Христианские миссии интересовались тайпинами, но при каждом общении с их лидерами испытывали горькое разочарование —зарубежные проповедники раз за разом убеждались, что не могут воздействовать своим словом и словом Писания на людей, заявлявших, что они черпают откровение непосредственно от Бога. Среди миссионеров были такие, кто, подобно В.Мартину, применяли к тайпинам относимое к Китаю ветхозаветное пророчество из Книги Исаии «одни придут издалека… из земли Синим» (Ис. 49:12), полагая, что повстанцы являются «инструментом сверхчеловеческой силы», желающей обратить Китай в христианство. Известный синолог и миссионер Джеймс Легг в 1854 г. отмечал у тайпинов как склонность к «дикому и богохульному фанатизму», так и достойные похвалы искреннее отречение от идолопоклонства, желание служить Богу Живому и Истинному; веру в будущую жизнь и в ценность Священных Писаний» [Covell 1986, с. 175]. Отметим, что Легг был дружен с тай–пинским реформатором Хун Жэньганем, работавшим одно время у него в Гонконге в качестве катехизатора. Стоит отметить, что профессиональная деятельность по обоснованию наиболее адекватного китайского имени для христианского Бога еще более сблизила их, поскольку Легг неизменно и последовательно отстаивал использование Шанди, что совпадало с терминологическим выбором тайпинов.
Былой духовный наставник Хун Сюцюаня И Робертс впервые был приглашен тайпинами на их территорию для проповеди христианства сразу же после захвата Нанкина, куда он и попытался отправиться в мае 1853 г. Однако по ряду причин ему не удалось добраться до Нанкина, и через некоторое время он отбыл на родину в США. Второй раз он прибыл в Кантон в 1856 г., не связанный ни с одним из миссионерских обществ. После захвата Сучжоу в сентябре 1860 г. он вновь прибыл на территорию тайпинов. В Нанкине он прожил более пятнадцати месяцев, был принят Хун Сюцюанем, ему был предложен чин министра иностранных дел, от которого он отказался. В январе 1862 г. он покинул тайпинов, «испытывая полное отвращение к их поступкам» [Wylie 1867, с. 96].

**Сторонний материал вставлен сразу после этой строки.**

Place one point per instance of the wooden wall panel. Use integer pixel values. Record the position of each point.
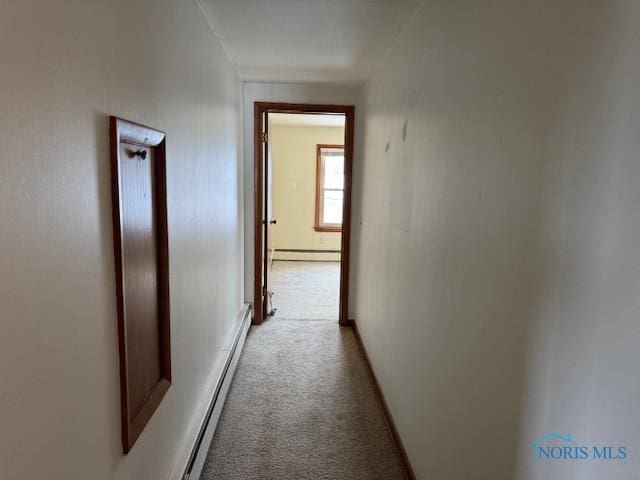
(142, 271)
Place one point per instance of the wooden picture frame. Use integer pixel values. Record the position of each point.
(139, 197)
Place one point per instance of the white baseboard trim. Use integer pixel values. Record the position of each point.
(219, 395)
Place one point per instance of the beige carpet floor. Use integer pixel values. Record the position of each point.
(306, 290)
(302, 407)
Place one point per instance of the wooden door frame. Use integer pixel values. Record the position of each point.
(260, 108)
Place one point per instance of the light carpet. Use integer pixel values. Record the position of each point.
(302, 406)
(306, 290)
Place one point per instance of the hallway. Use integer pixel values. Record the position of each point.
(302, 406)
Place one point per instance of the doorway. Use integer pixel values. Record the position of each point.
(305, 257)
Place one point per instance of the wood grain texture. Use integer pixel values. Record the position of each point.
(260, 108)
(138, 168)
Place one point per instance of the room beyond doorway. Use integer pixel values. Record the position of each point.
(303, 186)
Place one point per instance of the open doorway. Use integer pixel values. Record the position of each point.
(303, 165)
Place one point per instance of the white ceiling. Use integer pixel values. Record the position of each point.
(336, 41)
(315, 120)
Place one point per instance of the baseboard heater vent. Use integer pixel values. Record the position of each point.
(205, 435)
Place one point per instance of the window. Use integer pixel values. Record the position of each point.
(329, 188)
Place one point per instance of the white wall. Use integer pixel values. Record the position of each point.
(291, 93)
(64, 68)
(294, 159)
(500, 199)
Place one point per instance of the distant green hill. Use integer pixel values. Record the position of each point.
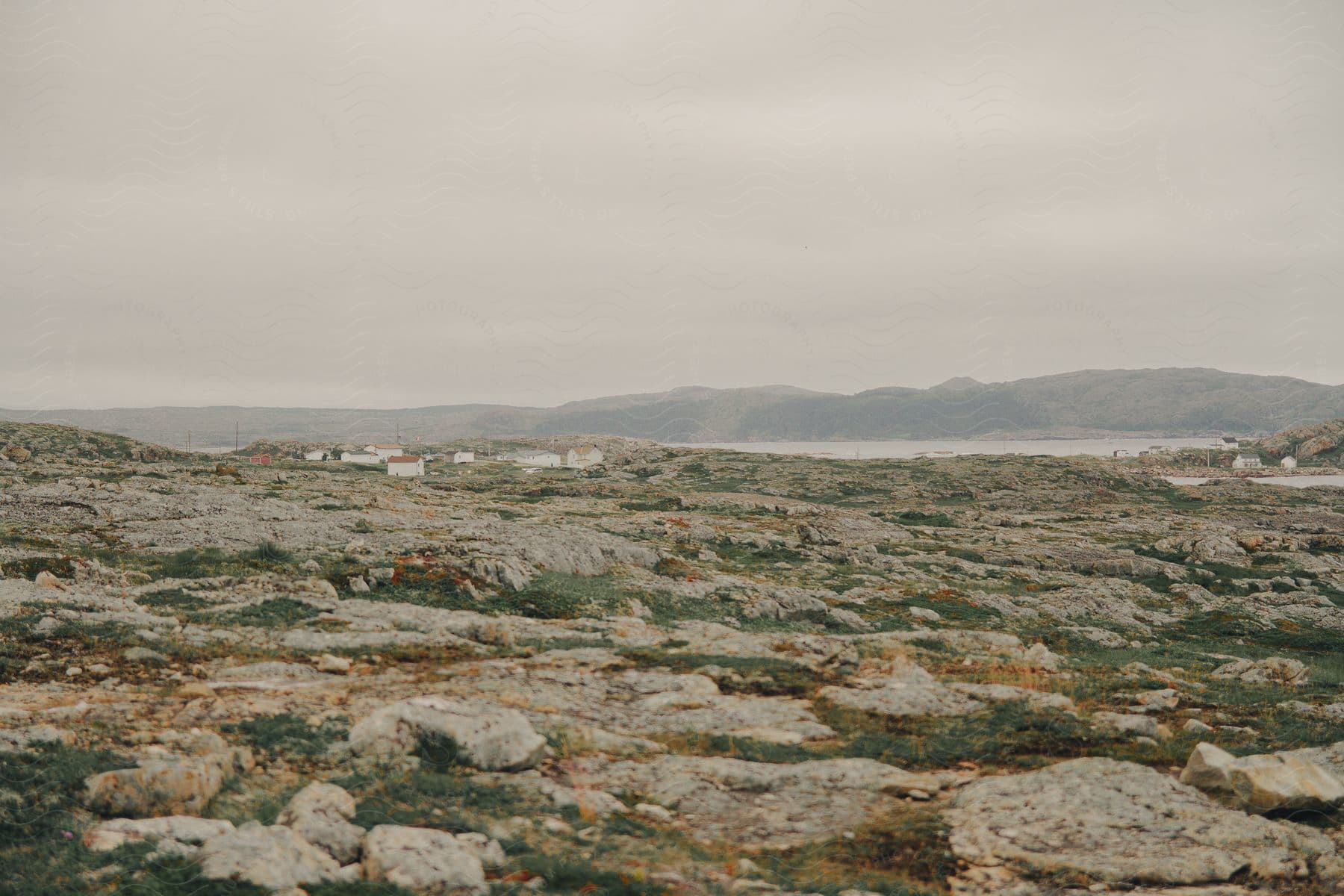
(1149, 402)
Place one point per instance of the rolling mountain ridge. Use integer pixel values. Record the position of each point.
(1145, 402)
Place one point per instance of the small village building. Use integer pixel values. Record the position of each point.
(361, 457)
(385, 452)
(584, 455)
(406, 465)
(539, 458)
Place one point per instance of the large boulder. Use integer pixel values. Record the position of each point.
(320, 813)
(178, 786)
(155, 788)
(174, 833)
(487, 736)
(423, 860)
(1122, 822)
(273, 857)
(1266, 782)
(754, 803)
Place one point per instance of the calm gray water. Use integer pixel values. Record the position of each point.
(909, 449)
(1293, 481)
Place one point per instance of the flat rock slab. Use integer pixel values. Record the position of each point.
(907, 691)
(644, 702)
(761, 805)
(487, 736)
(155, 788)
(1120, 821)
(269, 856)
(423, 862)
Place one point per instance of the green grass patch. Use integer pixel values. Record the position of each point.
(287, 734)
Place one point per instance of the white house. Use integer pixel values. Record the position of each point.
(406, 465)
(584, 455)
(538, 458)
(385, 452)
(361, 457)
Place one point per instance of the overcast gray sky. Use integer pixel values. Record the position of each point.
(423, 202)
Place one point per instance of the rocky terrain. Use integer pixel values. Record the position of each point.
(682, 672)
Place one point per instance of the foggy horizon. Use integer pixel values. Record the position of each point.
(468, 401)
(531, 205)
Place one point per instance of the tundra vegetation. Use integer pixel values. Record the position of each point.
(685, 671)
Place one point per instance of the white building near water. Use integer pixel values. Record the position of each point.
(361, 457)
(406, 465)
(584, 455)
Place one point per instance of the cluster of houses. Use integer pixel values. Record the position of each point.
(401, 464)
(1223, 444)
(577, 458)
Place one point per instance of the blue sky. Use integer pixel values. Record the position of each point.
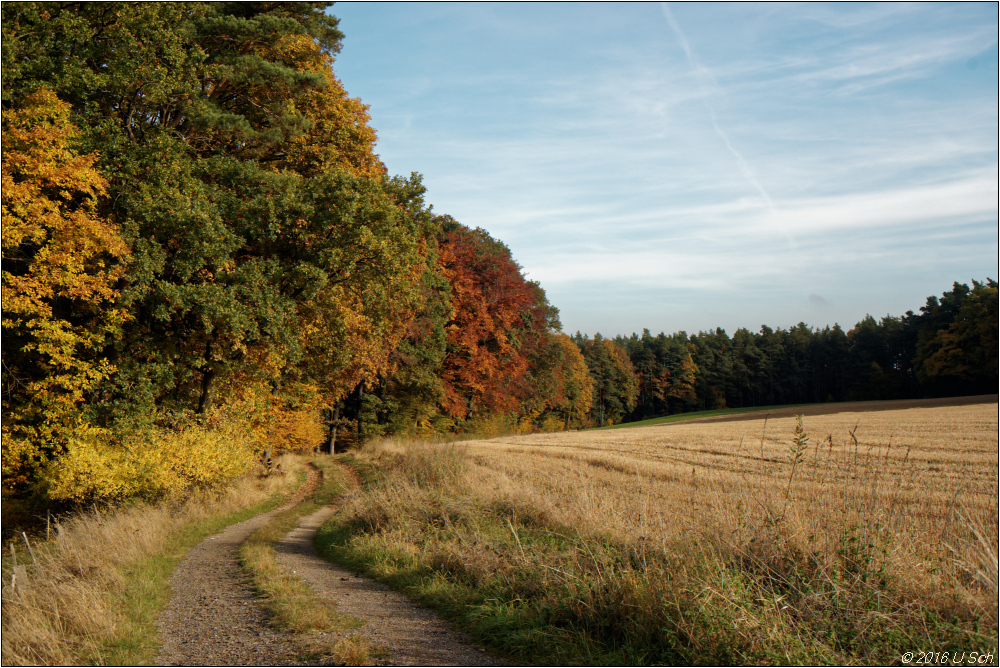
(688, 166)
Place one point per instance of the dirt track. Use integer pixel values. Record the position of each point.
(214, 617)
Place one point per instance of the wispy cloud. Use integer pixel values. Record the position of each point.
(649, 164)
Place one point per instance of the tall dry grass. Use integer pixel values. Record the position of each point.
(70, 609)
(828, 540)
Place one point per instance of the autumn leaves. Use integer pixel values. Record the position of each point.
(195, 219)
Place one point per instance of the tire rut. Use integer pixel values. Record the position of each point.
(214, 617)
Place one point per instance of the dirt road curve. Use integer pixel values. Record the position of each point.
(214, 618)
(413, 636)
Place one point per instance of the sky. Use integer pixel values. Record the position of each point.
(692, 166)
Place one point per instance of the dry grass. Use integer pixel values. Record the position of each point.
(74, 607)
(739, 542)
(925, 480)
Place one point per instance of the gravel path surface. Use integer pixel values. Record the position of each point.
(412, 635)
(214, 617)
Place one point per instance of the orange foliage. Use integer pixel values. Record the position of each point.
(489, 296)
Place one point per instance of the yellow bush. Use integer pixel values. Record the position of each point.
(151, 465)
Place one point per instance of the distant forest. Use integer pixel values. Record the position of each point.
(204, 256)
(949, 348)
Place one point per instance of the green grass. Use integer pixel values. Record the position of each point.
(681, 417)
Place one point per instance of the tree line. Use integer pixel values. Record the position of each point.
(196, 224)
(195, 218)
(948, 348)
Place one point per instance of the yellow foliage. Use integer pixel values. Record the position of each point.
(61, 264)
(152, 465)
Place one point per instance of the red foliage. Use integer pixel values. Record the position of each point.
(490, 326)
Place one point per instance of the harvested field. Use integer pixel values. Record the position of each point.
(919, 483)
(845, 538)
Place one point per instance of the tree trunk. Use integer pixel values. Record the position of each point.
(333, 430)
(207, 381)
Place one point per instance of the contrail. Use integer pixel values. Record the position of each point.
(705, 76)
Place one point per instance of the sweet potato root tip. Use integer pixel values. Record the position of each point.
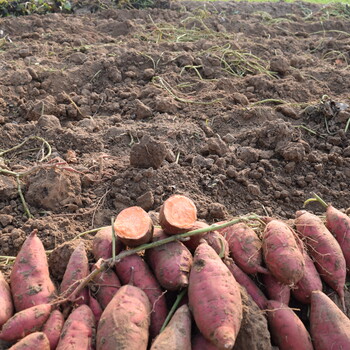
(133, 226)
(177, 214)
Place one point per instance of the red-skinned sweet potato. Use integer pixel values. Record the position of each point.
(25, 322)
(6, 309)
(324, 249)
(329, 327)
(78, 331)
(245, 281)
(177, 334)
(133, 269)
(283, 255)
(245, 247)
(125, 321)
(214, 298)
(287, 330)
(36, 340)
(30, 279)
(77, 268)
(53, 327)
(170, 262)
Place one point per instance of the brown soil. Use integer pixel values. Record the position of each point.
(141, 104)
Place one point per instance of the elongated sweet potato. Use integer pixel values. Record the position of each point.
(6, 309)
(310, 282)
(24, 322)
(177, 214)
(329, 327)
(283, 255)
(78, 331)
(214, 298)
(276, 290)
(245, 247)
(77, 268)
(102, 244)
(53, 327)
(125, 321)
(107, 284)
(134, 269)
(245, 281)
(325, 250)
(30, 279)
(177, 334)
(170, 262)
(36, 340)
(286, 328)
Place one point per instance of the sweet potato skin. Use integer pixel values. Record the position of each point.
(214, 298)
(282, 254)
(325, 250)
(6, 309)
(170, 262)
(329, 327)
(286, 328)
(24, 322)
(125, 321)
(78, 330)
(36, 340)
(53, 327)
(30, 279)
(177, 334)
(245, 247)
(134, 268)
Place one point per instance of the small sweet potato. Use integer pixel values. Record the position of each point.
(133, 269)
(245, 247)
(78, 331)
(170, 262)
(125, 321)
(329, 327)
(282, 253)
(53, 327)
(214, 298)
(24, 322)
(6, 308)
(177, 334)
(36, 340)
(287, 330)
(30, 279)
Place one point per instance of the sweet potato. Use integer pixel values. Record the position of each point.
(78, 331)
(53, 327)
(133, 226)
(30, 280)
(102, 244)
(329, 327)
(245, 247)
(125, 321)
(311, 281)
(245, 281)
(6, 309)
(276, 290)
(36, 340)
(170, 262)
(107, 284)
(77, 268)
(287, 330)
(325, 250)
(282, 254)
(24, 322)
(177, 214)
(214, 298)
(177, 334)
(133, 268)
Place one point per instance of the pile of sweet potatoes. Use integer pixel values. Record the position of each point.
(178, 285)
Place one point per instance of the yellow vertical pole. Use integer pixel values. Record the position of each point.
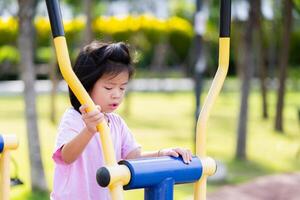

В XIX столетии многие западные христиане, и прежде всего миссионеры, были разочарованы несерьезным отношением китайцев к проповеди учения о грехе. Д.Тредголд полагает, что такова была китайская реакция на «изуродованную пиетнстскую версию христианства», доминировавшую в Китае в конце XIX в и ставившую акцент на индивидуальном обращении. Тредголд усмотрел здесь «гигантский парадокс: ведь именно пиетизм породил идеологию движения, ставшего наибольшим христианским успехом во всей китайской истории, хотя и неглубоким и, возможно, поверхностным» [Treadgold 1979, с. 188]. Речь здесь идет о тайпинах, чье восстание едва не опрокинуло Цинскую династию. Помимо широкого распространения среди тайпинов понятия о греховности человеческой природы, ученый указал на тот факт, что раньше банды мятежников просто разбегались, но когда Цзэн Гофань захватил Нанкин в 1864 г., то ни один из впоследствии уничтоженных им 100 тыс. тайпинских христиан не сдался.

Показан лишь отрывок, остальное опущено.